When hot water is drawn to the upper chamber, adding coffee grounds for immersion marks the official beginning of extraction. So, strictly speaking, siphon coffee's extraction method should be "immersion." By immersing water and coffee grounds, flavor compounds are extracted from the powder.
Because immersion extraction uses all the hot water in contact with the coffee grounds, when substances in the water reach a certain concentration, the dissolution rate slows down, and it no longer extracts as many flavor compounds from the coffee—this is what we commonly call reaching saturation. Therefore, siphon coffee tastes relatively balanced, with abundant aroma, but the flavors won't be too prominent (this is also somewhat related to the second factor). In contrast, drip filtration extraction continuously uses pure hot water to extract flavor compounds from the coffee. Pure hot water has plenty of "storage space" and will continuously extract flavor compounds from the coffee. Therefore, pour-over coffee produces coffee with fuller flavors, but it's also more prone to over-extraction.

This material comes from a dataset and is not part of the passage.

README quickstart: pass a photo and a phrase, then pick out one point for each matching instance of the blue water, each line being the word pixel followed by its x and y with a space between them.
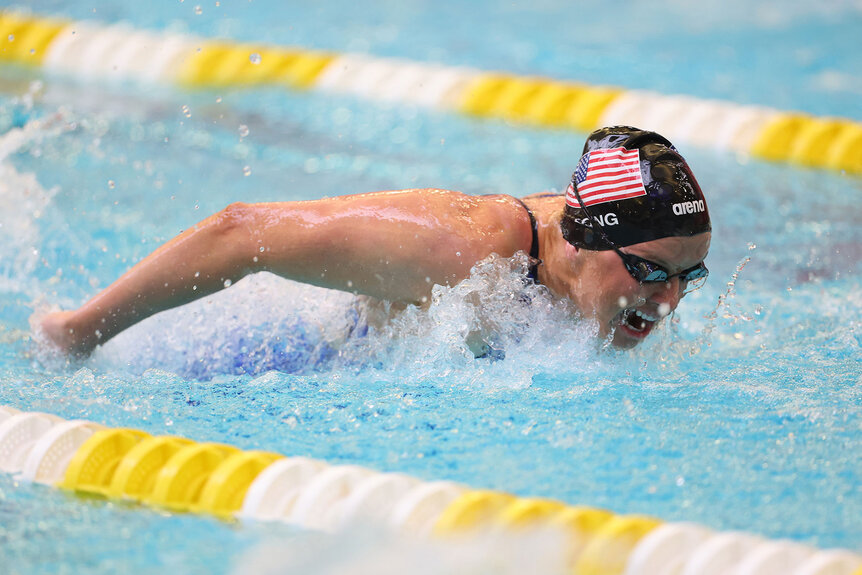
pixel 742 413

It's worth mentioning that compared to conventional immersion extraction, siphon's immersion extraction is somewhat different. Due to the siphon principle, hot water is continuously heated during the coffee extraction process to ensure the lower chamber has enough air to keep the hot water in the upper chamber. Therefore, siphon's immersion extraction maintains a completely constant temperature, while conventional immersion and drip filtration extraction are both processes of continuous heat loss, where water temperature gradually decreases over time. This results in siphon having a higher extraction rate, and with stirring, it can complete extraction in a shorter time.
Differences in Filtration Methods
Besides extraction methods, the filtration methods of these two coffees also greatly affect the final result. Pour-over coffee uses high-density filter paper, which allows only coffee liquid to pass through—nothing else can permeate through.
Meanwhile, siphon brewers primarily use flannel filter cloth, although filter paper can also be used. However, because it cannot provide complete coverage, it cannot form a "sealed" space like pour-over coffee. Fine particles, oils, and other substances can pass through gaps into the lower chamber, joining the coffee liquid, which is why siphon coffee appears more turbid. Although oils and fine particles make the coffee liquid less clean, they provide a richer mouthfeel to the coffee. This is why siphon coffee tastes more mellow.
In contrast, pour-over coffee's excessive filtration results in the loss of some richness, but this is also one of its great advantages—ultimate cleanliness! Now we understand why there's such a big difference in taste between siphon and pour-over coffee. It's not just the impact of extraction methods, but more importantly, the different filtration systems that give the coffee liquid completely distinct mouthfeels.